2. Deciding that Islâm carries as much truth as any other man–made religion, and thereby labelling it ‘false’ after believing it as true, represents nothing more than a change of belief.
3. Agreeing with the concept of execution for apostates means advocating (state–sanctioned) murder of people who reject what they now believe as nothing more than legends, fairytales and ancient fables.
4. Receiving punishment for changing your belief means that an ex–muslim ends up compelled by force to remain — at least for show — in that specific belief. This I would describe as nothing other than compulsion, and renders the famous ayat at 2:256 in the Qur’ân patently false.

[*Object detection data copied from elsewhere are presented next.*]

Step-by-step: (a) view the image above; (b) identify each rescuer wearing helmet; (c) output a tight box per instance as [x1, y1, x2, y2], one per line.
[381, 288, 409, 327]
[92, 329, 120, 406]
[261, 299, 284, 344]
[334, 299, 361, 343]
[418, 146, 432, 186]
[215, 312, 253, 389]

5. Death for apostates merely extends the charade of Islâm — utter hypocrisy, and the Qur’ân itself denounces hypocrisy. Killing in the name of hypocrisy simply turns fundamentalism into another idol, and sacrificing apostates to this idol represents ‘shirk’ — worshipping others as God, and effectively dismantling the tawhîd of Allâh.
6. Punishing someone with execution for apostasy from Islâm (or any other cult) remains, in my opinion, a fundamentally despicable concept. It displays a complete and shocking lack of empathy and understanding as to what motivates someone’s convictions (in other words, something they cannot help but believe, and not necessarily a free choice).
7. This makes it a complete attack on freedom of thought, on freedom of speech and as such we, as rational and straight–thinking people, must speak out and act against it wherever we encounter it. It deserves nothing else but utter contempt and scorn.
8. Brutally murdering a murtad does not prevent harm in the slightest. The affected victim’s family and friends, his/her workplace, and so on, all lose someone dear or essential to them simply because that person had the audacity to believe something and change their mind.
9. Additionally, how does this affect a person’s position in the (I believe non–existent) Afterlife? Executing the apostate will not absolve him/her of supposed sinfulness, which means (s)he will not go to heaven. Threatening someone with death does not cause them suddenly to change their deep–seated philosophical views. Any claim to the contrary by the apostate in question amounts to blatant insincerity and, therefore, we can discard the sentiment as meaningless.
10. I submit that to label a change in a belief as commensurate with treason represents the height of illogicality. It indicates nothing other than a dismissal of a previously held philosophical position. When comparing apostasy to treason, the only proportionate analogy comes with a person renouncing his/her citizenship of any nation — hardly an act worthy of capital punishment.
11. A final point, in the form of two queries: in a secular and liberal democratic society (in which the general belief and value of democracy and libertarianism binds the state together), does a person disagreeing with democracy or libertarianism constitute having committed treason? Should such a person suffer threats of capital punishment?